Away from work, there is much wailing and gnashing of teeth with finding somewhere to live. The place they have put me in is frankly…, well it’s not nice. Burnt out cars, no hot water, red back spiders, and a curiously persistent shopping trolley in the last few days alone. I will be moving soon!

Mine are a little bigger than this one :-).

On the other hand, I managed to do some awesome scuba over the Easter WE; I came face to face (well almost… ok, it was about 20m away) with a juvenile (2m) Tiger Shark. Was very cool in any event.

That’s all for now folks.  See you here again soon.

Categories: Dan Knowles, Journal
  1. coneheadjim's avatar
    coneheadjim
    18/04/2012 at 2:40 pm

    Nice to have you on board Dan, thought about turning the shopping trolley into a soap box racer and tearing up the neighbourhood, or at least using it to run over the red backs?
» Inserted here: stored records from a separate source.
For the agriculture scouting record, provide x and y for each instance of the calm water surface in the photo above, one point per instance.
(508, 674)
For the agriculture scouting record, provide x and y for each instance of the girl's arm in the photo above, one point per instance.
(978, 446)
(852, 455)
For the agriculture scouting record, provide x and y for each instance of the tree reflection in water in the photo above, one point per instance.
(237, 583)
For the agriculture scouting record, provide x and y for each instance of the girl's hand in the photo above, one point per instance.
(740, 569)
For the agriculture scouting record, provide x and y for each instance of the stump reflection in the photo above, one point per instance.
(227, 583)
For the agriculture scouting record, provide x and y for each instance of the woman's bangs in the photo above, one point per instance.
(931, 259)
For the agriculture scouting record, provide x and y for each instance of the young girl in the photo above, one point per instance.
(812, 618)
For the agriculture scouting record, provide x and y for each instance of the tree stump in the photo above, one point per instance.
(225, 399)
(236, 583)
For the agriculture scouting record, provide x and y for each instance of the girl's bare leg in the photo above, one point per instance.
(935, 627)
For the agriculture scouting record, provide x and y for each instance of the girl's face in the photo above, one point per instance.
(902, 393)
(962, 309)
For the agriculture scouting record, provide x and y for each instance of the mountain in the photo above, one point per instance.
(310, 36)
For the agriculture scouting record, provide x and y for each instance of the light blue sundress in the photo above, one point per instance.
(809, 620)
The contract strategy seems really confused, how did they come to the conclusion that this was the best way forward?

    Jim

    • danielknowles's avatar
      danielknowles
      23/04/2012 at 12:04 pm

      Further digging has revealed that the original project was let as Management Contracting, but then other bits, eventually enough to form a whole new project plus a few extra bits, have been let in a variety of ways. In essence the procurement strategy has changed, depending on the value/complexity of each new phase of the project, as well as the whim of the hospital directors it seems. A full analysis to follow in AER1, I’m sure. I have actually managed to get my hands on a copy of the original head contract now but not all of the other ones. I aim to find/be allowed to see these in the next week or so.

  2. 18/04/2012 at 8:29 pm

    Dan,

    I have also identified that the PM actually fills a Programme manager role on the Curtis island LNG projects although we have package leaders instead of site managers. You would think the terminoligy would be identical across all of JHG as I find it hard enough just on this site to understand the heirarchy without different nomenclature.

    Nice diving shot. You need to get yourself on a feeding frenzy if possible. i did one in the bahamas some years ago with tigers and reef sharks and it was awesome.

    Good luck with the house!

  3. 24/04/2012 at 1:17 pm

    Dan, glad you’ve hit the ground running and I hope the move goes well (I’d keep the trolley as a momento) I hope you’ll also run my theory of dark collectors past some of the Electrical engineers!

    I was interested to see that you were in the OR looking for isolation valves on med gas lines, NHS standards have the AVSUs outside of the sterile areas to avoid that and no additional isolation valves after, what type of isolation valves are installed? If you have the time I’d be interested in seeing a line diagram of the med gases to see what other differences there are, usually Aus standrads mirror a lot of the UK standards so I would have presumed that there would be the equivalent of HTMs governing the system.